# What is the difference between a dual cipher and a tweak?

I have looked at the idea of dual ciphers but I cannot convince myself I really understand them. I think I just need a very simple worked example.

I was given the definition: Two ciphers $E$ and $E′$ are dual ciphers if they are isomorphic, i.e. if there exist invertible transformations $f(⋅)$, $g(⋅)$, $h(⋅)$ such that $\forall \ P$ and $K$ $$f(E_K(P))=E′_{g(K)}(h(P))$$ However, this is not easy for me to follow. I think $E$ is the encryption method (in my case below, $[(P \times K_1)+ K_2] \bmod26$). Yet looking at the definition it seems $f(.)$ is the cipher, is that right? And $P$ and $K$ are the plaintext and cipher key respectively. But I really don't understand what $g(K)$ and $h(P)$ are, or how to derive them.

Let's say my encryption cipher is: $C = [(P \times K_1)+ K_2] \bmod26$

1. How do I make a dual cipher of it? A very simple one is fine.
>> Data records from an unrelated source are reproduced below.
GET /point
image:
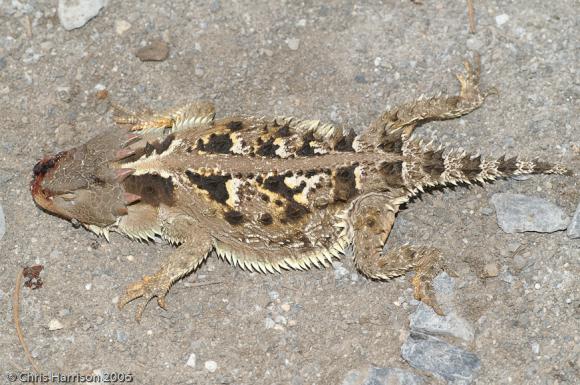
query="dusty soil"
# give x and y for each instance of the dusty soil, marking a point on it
(340, 61)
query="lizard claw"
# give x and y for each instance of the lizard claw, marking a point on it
(148, 288)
If my cipher is not suitable, would you give an equally simple one that can have a dual cipher?
2. In my dual cipher from $.1$, what are my $g(K)$ and $h(P)$?
3. What could I do to this cipher to makes it a tweak but not a dual cipher?
4. How do I show my tweak is not a dual cipher?

This has been bugging me for a while so a simple example would be very much appreciated. I have posted similar questions but the answers are too difficult for my age and level.

## 2 Answers

So, an obvious way to build a dual cipher is to make it the same cipher: $h = id$, $g = id$, $f=id$. But that probably doesn't help your understanding.

I will a slightly less trivial example of a very simple dual cipher for your $E_{K_1, K_2}(P) = [(P \cdot K_1) + K_2]\ mod\ 26$.

$E'_{K_1,K_2}(P) = [((P+5)\cdot K_1) + K_2]\ mod\ 26$

which is dual for $h(x) = x-5$, $g = id$, $f = id$.

You could also pick

$E''_{K_1,K_2}(P) = [((P+5)\cdot K_1) + K_2]\ mod\ 13$ which is still dual for $f(x) = x\ mod\ 13$.

So two ciphers are dual if you can ANY $h, g$ and $f$ such that the above equations hold.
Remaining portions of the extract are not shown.